Mais voici le problème : la certification IP65 ne concerne pas seulement l’enveloppe en plastique du radiateur. Il s’agit aussi de la manière dont les fils sont reliés au sein du dispositif.
Assurer une bonne isolation
La plupart du temps, ces radiateurs tombent en panne au niveau des points de connexion – là où les fils rejoignent les terminaux. Pour éviter cela, nous utilisons des joints hermétiques et des composants résistants à l’humidité. Cela peut sembler technique, mais en réalité, cela empêche l’eau de pénétrer à l’intérieur du radiateur.
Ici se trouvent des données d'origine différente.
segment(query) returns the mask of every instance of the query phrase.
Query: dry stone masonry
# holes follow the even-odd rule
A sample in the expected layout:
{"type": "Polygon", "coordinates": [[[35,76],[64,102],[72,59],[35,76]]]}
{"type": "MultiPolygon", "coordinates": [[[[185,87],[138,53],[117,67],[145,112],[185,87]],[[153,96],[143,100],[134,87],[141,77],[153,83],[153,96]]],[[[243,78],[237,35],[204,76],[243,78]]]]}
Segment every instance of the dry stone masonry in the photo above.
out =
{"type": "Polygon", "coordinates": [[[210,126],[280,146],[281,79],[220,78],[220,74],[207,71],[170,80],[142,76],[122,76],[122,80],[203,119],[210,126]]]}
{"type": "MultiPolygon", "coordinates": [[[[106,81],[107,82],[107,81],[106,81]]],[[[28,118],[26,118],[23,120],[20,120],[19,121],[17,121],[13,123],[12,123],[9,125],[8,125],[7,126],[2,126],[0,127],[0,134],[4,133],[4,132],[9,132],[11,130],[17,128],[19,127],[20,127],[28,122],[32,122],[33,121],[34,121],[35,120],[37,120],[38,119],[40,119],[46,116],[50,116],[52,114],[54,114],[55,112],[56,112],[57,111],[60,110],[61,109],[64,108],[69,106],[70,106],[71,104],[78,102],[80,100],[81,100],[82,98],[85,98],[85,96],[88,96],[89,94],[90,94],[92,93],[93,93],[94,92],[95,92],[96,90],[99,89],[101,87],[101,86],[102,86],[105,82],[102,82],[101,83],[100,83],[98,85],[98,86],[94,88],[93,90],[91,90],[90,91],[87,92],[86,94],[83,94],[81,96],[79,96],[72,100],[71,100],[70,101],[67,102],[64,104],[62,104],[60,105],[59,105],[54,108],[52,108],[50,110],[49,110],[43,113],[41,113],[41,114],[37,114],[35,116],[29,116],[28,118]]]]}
J’exige toujours que les câbles soient doublement isolés. Pourquoi ? Parce que si l’enveloppe extérieure est endommagée lors de l’installation, cette deuxième couche d’isolation permet de maintenir le courant à sa place. Nous utilisons également des boîtiers métalliques équipés d’un système de terre. Ainsi, si quelque chose tourne mal, le disjoncteur se déclenche immédiatement, sans que tout le boîtier ne devienne électriquement actif. Personne ne veut prendre un choc électrique pendant qu’il se sèche.
Gérer la chaleur
La chaleur est l’ennemie d’une bonne étanchéité. Les lampes infrarouges deviennent très chaudes, et si vous utilisez des matériaux inadaptés, l’étanchéité du radiateur sera compromise. Nous utilisons donc des joints en silicone ou en fluorosilicone conçus pour résister à haute température. De plus, bien que le tube en verre ne conduise pas l’électricité, ses extrémités peuvent poser problème. Nous utilisons donc des isolants en céramique renforcés pour tenir les parties actives à l’écart du cadre métallique.
Les compromis à accepter
Le problème, c’est que lorsque l’on ferme hermétiquement le radiateur pour éviter l’intrusion de l’eau, on retient également la chaleur à l’intérieur. Comme l’air ne peut pas circuler librement, l’intérieur du radiateur devient plus chaud que celui d’un radiateur classique. Si l’isolation est trop serrée, sans tenir compte de la circulation de l’air, la lampe risque de s’user beaucoup plus rapidement que prévu.
Pour y remédier, il faut augmenter la taille du dissipateur de chaleur ou s’assurer que le boîtier dispose d’une surface suffisante pour permettre une bonne circulation de l’air. Et pour être sûr ? Connectez toujours le radiateur à un circuit GFCI. C’est la meilleure façon de gérer les risques liés aux zones humides.